The Italian Bee

History

The Italian Bee, also called the Ligurian Bee, is believed to have originated from Continental Italy, north of Sicily. It is highly adaptable and is the most widely found species of honey bee. It's Latin name is Apis Mellifera Ligustica.

They are able to colonise most areas from subtropical to cooler climates, but tend to dislike the very harsh winters and cold wet springs of northern climates. Italian bees were first introduced to America in the 1800's and soon became a popular choice for beekeepers. They are a docile breed which produce large quantities of honey and seem to be more disease resistant than the established British Dark Honey Bee. Keepers of this bee say they rarely use smoke to calm the bees when harvesting honey. They were introduced to the United Kingdom in 1854.

Behaviour

The Italian Bee is very prolific and produces large colonies, but they tend to rear excessive brood late in the year, resulting in increased honey consumption.

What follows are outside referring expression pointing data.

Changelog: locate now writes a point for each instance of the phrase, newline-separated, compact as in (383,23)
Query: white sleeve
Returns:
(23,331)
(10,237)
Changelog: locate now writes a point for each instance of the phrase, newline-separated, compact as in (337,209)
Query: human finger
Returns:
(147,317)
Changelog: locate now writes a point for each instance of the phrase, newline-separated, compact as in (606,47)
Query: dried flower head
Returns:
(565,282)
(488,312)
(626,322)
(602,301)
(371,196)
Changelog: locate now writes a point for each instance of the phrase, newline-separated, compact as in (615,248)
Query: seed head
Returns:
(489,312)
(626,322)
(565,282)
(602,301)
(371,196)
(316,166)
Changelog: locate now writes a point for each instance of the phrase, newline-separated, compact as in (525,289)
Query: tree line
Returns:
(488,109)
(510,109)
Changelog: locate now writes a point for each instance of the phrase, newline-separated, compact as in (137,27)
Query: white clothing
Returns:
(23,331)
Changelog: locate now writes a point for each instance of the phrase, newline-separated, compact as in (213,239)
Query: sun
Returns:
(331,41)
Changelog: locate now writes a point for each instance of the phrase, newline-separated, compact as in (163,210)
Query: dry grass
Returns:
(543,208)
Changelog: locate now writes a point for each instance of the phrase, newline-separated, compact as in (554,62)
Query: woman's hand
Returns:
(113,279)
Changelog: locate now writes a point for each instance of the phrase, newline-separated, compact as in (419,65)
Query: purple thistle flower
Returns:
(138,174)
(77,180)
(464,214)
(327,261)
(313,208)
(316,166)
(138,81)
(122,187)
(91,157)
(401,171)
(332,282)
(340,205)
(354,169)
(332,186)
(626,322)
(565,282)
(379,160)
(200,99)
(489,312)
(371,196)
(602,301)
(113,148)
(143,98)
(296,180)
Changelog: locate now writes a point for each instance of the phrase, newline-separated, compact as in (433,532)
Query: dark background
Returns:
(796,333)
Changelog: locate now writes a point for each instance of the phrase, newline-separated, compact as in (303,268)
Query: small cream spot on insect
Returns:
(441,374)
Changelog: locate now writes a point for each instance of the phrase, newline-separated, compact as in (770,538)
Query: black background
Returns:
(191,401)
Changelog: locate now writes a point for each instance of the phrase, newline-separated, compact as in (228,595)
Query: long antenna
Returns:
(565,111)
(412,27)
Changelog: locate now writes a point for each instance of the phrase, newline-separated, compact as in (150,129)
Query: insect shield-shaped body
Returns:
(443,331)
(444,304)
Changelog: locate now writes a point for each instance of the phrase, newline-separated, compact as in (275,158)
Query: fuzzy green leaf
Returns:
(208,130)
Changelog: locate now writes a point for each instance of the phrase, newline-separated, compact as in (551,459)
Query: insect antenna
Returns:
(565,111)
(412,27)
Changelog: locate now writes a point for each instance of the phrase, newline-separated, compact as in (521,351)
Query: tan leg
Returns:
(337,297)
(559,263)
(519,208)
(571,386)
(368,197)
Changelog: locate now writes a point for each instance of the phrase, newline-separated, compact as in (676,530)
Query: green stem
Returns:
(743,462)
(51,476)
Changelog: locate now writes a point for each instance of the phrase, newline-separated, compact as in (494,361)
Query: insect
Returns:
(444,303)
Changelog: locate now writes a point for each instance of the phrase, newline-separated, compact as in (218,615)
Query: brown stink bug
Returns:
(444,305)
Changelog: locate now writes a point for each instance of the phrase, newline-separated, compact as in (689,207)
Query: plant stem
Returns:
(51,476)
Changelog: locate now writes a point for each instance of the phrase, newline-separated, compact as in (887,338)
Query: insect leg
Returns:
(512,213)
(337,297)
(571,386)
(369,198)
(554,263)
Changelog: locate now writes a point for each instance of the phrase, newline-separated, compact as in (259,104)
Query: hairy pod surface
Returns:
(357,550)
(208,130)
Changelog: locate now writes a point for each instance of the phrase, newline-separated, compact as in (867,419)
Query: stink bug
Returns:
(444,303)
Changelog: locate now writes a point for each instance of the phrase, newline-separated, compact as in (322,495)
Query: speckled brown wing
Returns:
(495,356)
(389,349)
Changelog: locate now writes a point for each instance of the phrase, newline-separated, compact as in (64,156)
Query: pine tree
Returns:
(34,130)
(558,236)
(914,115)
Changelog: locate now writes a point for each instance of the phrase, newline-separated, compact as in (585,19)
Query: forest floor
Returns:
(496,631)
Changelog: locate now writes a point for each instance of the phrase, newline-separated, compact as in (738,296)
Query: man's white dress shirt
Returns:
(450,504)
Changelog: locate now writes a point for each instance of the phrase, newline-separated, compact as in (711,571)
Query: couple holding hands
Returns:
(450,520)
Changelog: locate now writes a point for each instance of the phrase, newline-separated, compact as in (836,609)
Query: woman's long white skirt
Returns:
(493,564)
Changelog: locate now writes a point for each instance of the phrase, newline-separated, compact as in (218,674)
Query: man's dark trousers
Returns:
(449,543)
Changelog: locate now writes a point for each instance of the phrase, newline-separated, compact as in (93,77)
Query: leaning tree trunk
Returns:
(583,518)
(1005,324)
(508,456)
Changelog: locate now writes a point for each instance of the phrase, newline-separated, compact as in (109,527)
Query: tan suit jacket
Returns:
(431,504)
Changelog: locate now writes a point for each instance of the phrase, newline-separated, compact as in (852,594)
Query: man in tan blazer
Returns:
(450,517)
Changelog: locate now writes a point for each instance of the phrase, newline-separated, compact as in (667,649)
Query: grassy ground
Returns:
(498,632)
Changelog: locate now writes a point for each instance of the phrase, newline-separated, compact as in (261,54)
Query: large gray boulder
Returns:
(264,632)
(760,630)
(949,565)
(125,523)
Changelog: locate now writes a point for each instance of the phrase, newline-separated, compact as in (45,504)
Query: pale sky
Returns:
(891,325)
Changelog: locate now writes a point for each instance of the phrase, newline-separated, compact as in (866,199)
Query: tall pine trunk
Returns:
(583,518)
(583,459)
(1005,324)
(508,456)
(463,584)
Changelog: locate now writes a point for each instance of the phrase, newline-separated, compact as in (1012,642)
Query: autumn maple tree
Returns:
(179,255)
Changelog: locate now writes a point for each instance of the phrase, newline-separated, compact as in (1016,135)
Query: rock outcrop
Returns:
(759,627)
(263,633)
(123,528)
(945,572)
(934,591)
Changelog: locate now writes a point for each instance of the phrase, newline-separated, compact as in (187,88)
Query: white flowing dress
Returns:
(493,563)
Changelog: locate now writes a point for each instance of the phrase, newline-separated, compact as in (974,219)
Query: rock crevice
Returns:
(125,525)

They are excellent foragers, but tend to roam and 'rob' honey from other colonies. This is seen as one of their major faults. They produce big combs with a large capacity and cover the honey with brilliant white caps. Their house keeping is excellent, which is why many believe they have good disease resistance.

Problems only arise with second generation bees or with cross breeding with another queen; the resulting colony becomes more aggressive.

The Italian Bee is also much less likely to swarm than many other varieties.

Varieties

There are 3 distinct colour varieties; The leather, the bright golden and the pale lemon.